Payer Perspectives on Advancing Value-Based Care Agreements
Focusing on the high healthcare prices in Philadelphia and other regional metropolitan areas, Snyder discussed the impact these costs have in keeping and attracting business. “For many P&Ls [Profit and Loss statements], the second line item behind labor is healthcare cost,” said Snyder. Currently, US healthcare spending per capita accounts for approximately 18% of the nation’s gross domestic product, which Snyder says is dangerously close to 20%, and a line the country cannot cross.1

For employers, the transition from fully insured to self-funded healthcare is an issue that arises as companies grow. Snyder stressed that when healthcare claims cause reinsurance costs to become more than a business can bear, funding for healthcare becomes derailed. When patients experience cost shifting and a lack of cost transparency, it can cause them to delay treatments and preventive care, even though this can lead to increased treatment costs in the future. The rise in co-pays and member out-ofpocket costs occurs with high-deductible plans. For many patients, Snyder said, high out-of-pocket costs and a lack of healthcare knowledge contribute to healthcare-related bankruptcy.

To address the public’s limited understanding of how the healthcare system works, quality information is vital to allow for more informed decisions to be made. Snyder emphasized the need to publish more information about the quality of care, although this process has been met with lawsuits from medical centers claiming defamation. “How many people ask their physician: How many cases do you treat and what are your outcomes? Patients are scared to do that; they’re fearful it will insult the physician, even when it is their life,” said Snyder.

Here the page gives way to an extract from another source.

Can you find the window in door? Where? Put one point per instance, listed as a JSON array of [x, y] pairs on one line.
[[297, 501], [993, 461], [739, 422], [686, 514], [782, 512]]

Nevertheless, inviting patients to discuss treatment options for their conditions and providing them with ample information to make good decisions is a process that is expanding. In Pennsylvania, some hospitals are designated as Blue Distinction Centers, meaning they are recognized for their expertise in delivering specialty care.2 Snyder says that these newer models can assist in ameliorating costly treatments by prioritizing the concept of value-based contracting. How patients experience care is a variable Snyder said is growing in importance. Heightened accountability toward physicians and medical centers is being achieved through tools such as the Hospital Consumer Assessment of Healthcare Providers and Systems (HCAHPS) patient satisfaction survey.3

In lowering costs and improving care, Snyder described the concept of “Engage, Enable, and Empower,” which are steps that can be used to shift the focus toward patients:

ENGAGE focuses on the value-based contract and the total value of care, promoting the responsibility of the health system to work with physicians for at least 1 year to take better care of insured patients. These contracts promote value-based care through tools like HCAHPS, and quality targets that would promote a 50:50 share for surpassing them and a 50:50 loss when missed.

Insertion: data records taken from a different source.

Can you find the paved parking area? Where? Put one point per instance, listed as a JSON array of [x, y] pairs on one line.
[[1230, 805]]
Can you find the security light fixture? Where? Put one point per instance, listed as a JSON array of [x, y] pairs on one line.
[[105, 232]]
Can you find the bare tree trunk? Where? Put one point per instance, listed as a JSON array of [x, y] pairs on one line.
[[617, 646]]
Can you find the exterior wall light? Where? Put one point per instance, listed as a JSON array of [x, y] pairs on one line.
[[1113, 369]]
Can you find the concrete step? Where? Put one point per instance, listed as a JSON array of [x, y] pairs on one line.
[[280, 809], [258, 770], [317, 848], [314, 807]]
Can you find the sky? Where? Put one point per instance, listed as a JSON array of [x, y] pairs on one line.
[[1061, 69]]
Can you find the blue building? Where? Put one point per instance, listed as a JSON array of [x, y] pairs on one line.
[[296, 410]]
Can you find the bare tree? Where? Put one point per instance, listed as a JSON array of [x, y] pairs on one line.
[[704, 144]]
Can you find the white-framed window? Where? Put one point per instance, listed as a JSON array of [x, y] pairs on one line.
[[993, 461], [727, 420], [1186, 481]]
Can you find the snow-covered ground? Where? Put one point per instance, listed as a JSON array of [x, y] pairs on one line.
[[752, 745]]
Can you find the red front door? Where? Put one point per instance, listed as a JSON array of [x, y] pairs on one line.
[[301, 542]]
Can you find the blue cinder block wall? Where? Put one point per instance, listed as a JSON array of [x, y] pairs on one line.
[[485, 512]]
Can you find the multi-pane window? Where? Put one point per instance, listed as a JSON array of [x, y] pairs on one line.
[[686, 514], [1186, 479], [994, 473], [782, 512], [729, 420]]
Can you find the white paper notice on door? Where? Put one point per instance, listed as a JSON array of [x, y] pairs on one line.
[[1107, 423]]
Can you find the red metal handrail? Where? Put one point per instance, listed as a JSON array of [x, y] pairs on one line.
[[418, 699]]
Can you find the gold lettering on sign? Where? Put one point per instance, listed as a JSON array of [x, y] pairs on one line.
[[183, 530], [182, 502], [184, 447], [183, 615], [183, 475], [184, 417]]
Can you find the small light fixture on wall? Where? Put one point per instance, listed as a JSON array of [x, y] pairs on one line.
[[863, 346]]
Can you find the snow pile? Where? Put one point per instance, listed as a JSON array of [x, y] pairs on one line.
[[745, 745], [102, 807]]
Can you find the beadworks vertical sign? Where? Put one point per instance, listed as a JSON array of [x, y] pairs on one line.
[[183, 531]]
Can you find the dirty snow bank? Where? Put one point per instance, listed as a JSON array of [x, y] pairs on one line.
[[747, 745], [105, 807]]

ENABLE represents the process of gathering information and exchanging data for analytical processing. The expanded data exchange would include variables such as electronic health record extracts, claims, lab results, and Admit-Discharge-Transfer messages in their databases, while additionally including opportunity analyses for analytics-based monitoring and reporting.

EMPOWER uses the obtained information to increase opportunities for the use of innovative services (eg, telehealth to manage postacute care and home care) in order to increase care delivery options for patients. Snyder describes this as the most powerful step.

“This concept of doing everything the way we’ve always done and getting a different outcome just doesn’t work, we’ve got to change the way we think, we’ve got to break the old mold and build anew if we ever hope to get out of the mess that we’ve found ourselves in this country,” said Snyder.